Pensamientos, valores, «mentalidad» no se cambian así como así, se enseñan, se inculcan, se crean, se transmiten de generación en generación, se proyectan en la conciencia del individuo y su relación con la sociedad, tras un período largo e ininterrumpido de asunción de símbolos, procesos y representaciones progresivas, de dinámicas escalonadas.
Por ello «cambiar la mentalidad» no puede ser un mandato de esos que se asumen y repiten sin saber cómo cumplirlos. Es imprescindible evitar el riesgo de convertir la cita en hueca, que lejos de aunar fuerzas para lograr una mayor conciencia nacional y progresista acorde con los nuevos tiempos, se vuelva, en algunos contextos, nicho de justificaciones, apologías y simulaciones de autocrítica.
Debe ser una alocución coherente y consecuente, convertirse en un propósito estratégico y multifactorial para articular renovadores —o quizá no tan nuevos, pero ya impostergables— pensamientos y proyectos de nación.
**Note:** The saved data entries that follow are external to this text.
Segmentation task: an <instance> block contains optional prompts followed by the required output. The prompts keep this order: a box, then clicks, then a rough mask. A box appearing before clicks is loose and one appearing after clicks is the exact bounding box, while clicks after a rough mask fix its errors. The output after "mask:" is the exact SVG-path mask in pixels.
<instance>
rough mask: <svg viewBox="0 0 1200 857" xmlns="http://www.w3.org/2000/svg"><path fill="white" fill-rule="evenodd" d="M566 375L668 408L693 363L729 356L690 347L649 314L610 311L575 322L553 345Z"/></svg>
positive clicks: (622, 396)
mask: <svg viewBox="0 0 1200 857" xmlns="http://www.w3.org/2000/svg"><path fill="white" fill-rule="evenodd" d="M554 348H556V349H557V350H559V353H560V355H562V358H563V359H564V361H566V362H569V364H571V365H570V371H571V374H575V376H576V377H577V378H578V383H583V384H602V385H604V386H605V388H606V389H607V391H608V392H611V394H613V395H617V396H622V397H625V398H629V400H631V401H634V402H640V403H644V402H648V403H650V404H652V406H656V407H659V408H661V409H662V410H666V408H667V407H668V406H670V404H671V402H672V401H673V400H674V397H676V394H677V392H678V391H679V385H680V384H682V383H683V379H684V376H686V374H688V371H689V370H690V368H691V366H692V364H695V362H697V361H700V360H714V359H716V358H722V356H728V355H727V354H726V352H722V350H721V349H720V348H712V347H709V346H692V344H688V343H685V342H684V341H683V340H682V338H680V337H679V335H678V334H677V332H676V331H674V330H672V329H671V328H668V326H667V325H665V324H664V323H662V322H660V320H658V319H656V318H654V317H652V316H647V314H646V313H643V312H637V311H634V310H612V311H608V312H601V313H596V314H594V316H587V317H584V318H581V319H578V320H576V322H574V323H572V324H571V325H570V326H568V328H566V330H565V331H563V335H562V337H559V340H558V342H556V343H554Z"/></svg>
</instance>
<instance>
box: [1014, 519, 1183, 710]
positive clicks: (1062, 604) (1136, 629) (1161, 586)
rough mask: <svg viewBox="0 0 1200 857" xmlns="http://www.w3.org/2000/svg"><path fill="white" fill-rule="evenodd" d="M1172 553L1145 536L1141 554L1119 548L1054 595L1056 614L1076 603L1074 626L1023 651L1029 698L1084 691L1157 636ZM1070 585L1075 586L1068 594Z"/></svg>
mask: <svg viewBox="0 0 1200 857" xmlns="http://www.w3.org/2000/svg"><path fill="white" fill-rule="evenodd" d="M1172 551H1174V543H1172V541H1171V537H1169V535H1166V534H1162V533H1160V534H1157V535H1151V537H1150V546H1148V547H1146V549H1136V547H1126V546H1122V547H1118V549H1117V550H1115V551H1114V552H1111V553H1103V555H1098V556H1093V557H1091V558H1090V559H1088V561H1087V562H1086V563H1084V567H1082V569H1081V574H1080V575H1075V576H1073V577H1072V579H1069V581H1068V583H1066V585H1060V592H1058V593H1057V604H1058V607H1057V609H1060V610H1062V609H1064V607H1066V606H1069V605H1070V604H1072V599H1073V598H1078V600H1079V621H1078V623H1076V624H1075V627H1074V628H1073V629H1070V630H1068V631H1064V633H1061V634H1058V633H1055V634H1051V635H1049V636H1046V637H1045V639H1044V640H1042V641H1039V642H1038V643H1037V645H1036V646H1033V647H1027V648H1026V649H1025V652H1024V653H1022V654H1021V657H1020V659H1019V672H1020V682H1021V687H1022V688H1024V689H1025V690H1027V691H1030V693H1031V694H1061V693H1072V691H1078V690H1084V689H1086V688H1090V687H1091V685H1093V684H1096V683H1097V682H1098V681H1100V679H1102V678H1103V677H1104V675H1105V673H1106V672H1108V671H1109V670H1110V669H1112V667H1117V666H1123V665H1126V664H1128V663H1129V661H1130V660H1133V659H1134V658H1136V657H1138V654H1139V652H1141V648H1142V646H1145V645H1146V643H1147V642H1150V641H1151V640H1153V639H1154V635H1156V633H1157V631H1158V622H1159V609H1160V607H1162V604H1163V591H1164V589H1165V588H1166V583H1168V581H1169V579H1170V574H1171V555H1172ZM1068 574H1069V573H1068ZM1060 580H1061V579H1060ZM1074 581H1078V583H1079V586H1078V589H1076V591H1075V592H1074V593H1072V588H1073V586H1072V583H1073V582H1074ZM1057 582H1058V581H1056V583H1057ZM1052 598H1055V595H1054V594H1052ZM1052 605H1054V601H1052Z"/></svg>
Un primer paso comprende el acercamiento, inducir el cambio desde las necesidades, la motivación; promover, concientizar la importancia de la transformación; articular estrategias en todas las esferas y estratos sociales; acercar las nociones a las expectativas e intereses de quienes deben y pueden cambiar esa mentalidad.
Pero para poder hacerlo, en primer lugar, hay que ver el cambio como una necesidad. Si no, se corre el riesgo de que no se interiorice cabalmente.
Es ineludible, igualmente, definir esa mentalidad deseada y sugerirla desde edades tempranas y en todos los espacios, no quedarnos en la superficie de la arenga movilizadora por enjundiosa que esta sea.
Para ello, hay que empezar por desarticular el discurso asumido en algunas situaciones de forma dogmática e incapaz de adherir y promover esta nueva mentalidad; oxigenar la, a veces, inadecuada educación que lejos de promover esta conciencia otra, la aleja aún más.
En la escuela, en las reuniones, en los diferentes espacios públicos no se puede promover «cambiar la mentalidad» cuando el alegato no es coherente con el escuchado en las casas, la calle, las conversaciones del barrio, los amigos e incluso hasta en los propios centros de trabajo e instituciones educativas.
La práctica diaria demuestra que se puede abogar hasta el cansancio por el «cambio», apoyarse en inverosímiles recursos comunicativos, repetir frases, datos y lemas, y, sin embargo, los actos llegan a ser la negación de la propia prédica.
Por otro lado, cambiar la mentalidad significa en todo caso haber tenido alguna respecto a determinadas dinámicas. Y en realidad, en no pocos espacios se ha carecido de concepciones precisas y se descubren ahora otras formas y lógicas de pensamiento. Así que, en algunos escenarios, en vez de cambiar, sería más prudente hablar de crear nuevas mentalidades.